A Nigerian writer, Gimba Kakanda, has described the arrest of a university student, Aminu Muhammad by security agents suspected to be acting on the orders of First Lady Aisha Buhari as “an unmistakable abuse of power”.
He said that the arrest and alleged brutalization of the student has “sparked a multi-million Naira public relations disaster”.
Kakanda, who is a Daily Trust columnist, stated these in the latest installment of his column in the paper titled, “Free Aminu Muhammad”, published on Wednesday.
Read more about Aminu Muhammad’s story here…

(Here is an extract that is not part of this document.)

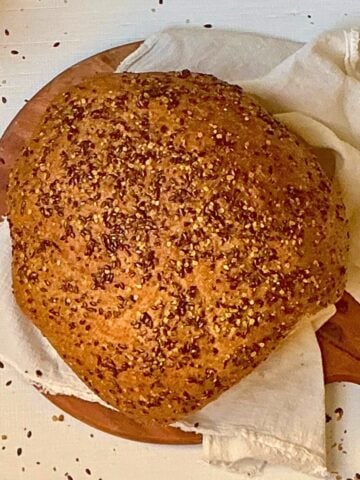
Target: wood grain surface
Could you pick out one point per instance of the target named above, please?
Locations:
(339, 338)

“At 23, unknown and studying in a dormant Northern town, Aminu Adamu Muhammad couldn’t have imagined himself in this movie-like plot featuring the wife of the President. He’s become a trending hashtag because of a tweet in which he attributed Aisha Buhari’s sudden weight gain to, in the simplest inference, corruption. “Mama has eaten her fill of poor people’s money,” he wrote in Hausa on the microblogging site, along with the image of a conspicuously overweight Mrs. Buhari.
“The #FreeAminu campaign on social media is a clamour for his release, but it’s still unclear whether Mrs. Buhari or some sycophantic security chief authorised Mr. Muhammad’s arrest. The account of the victim’s father, as told by BBC Hausa, painted that the young student of Federal University Dutse called to share that he was abducted from school and taken to the Presidential Villa, where he was brutally punished and detained,” Kakanda wrote.
Kakanda added that the ordeal of the 500-level student of Federal University, Dutse in Jigawa state has brought to the fore various moral hypocrisies and a polarising debate on the limits of free speech.
He said that wherever anyone stood on the matter, the student’s human rights overrode any other ethical observation.
“Even if Mrs. Buhari’s weight gain was due to an underlying illness, which is likely the case, Mr. Muhammad isn’t legally obligated to be sensitive, and that makes the arrest an unmistakable abuse of power.
“If the intention was to intimidate the young man, that move has already sparked a multi-million Naira public relations disaster,” Kakanda asserted.
He added, “It’s human to appeal for empathy in analyzing anyone dealing with a weight problem, only that it’s illogical to cite “fat-shaming” as a problem in a story where the supposed provocateur has been illegally arrested and allegedly brutalized.
“The victim in this story is the helpless citizen abducted from his school, held against his will, and subjected to dehumanizing treatment, if the accounts of his family are accurate.”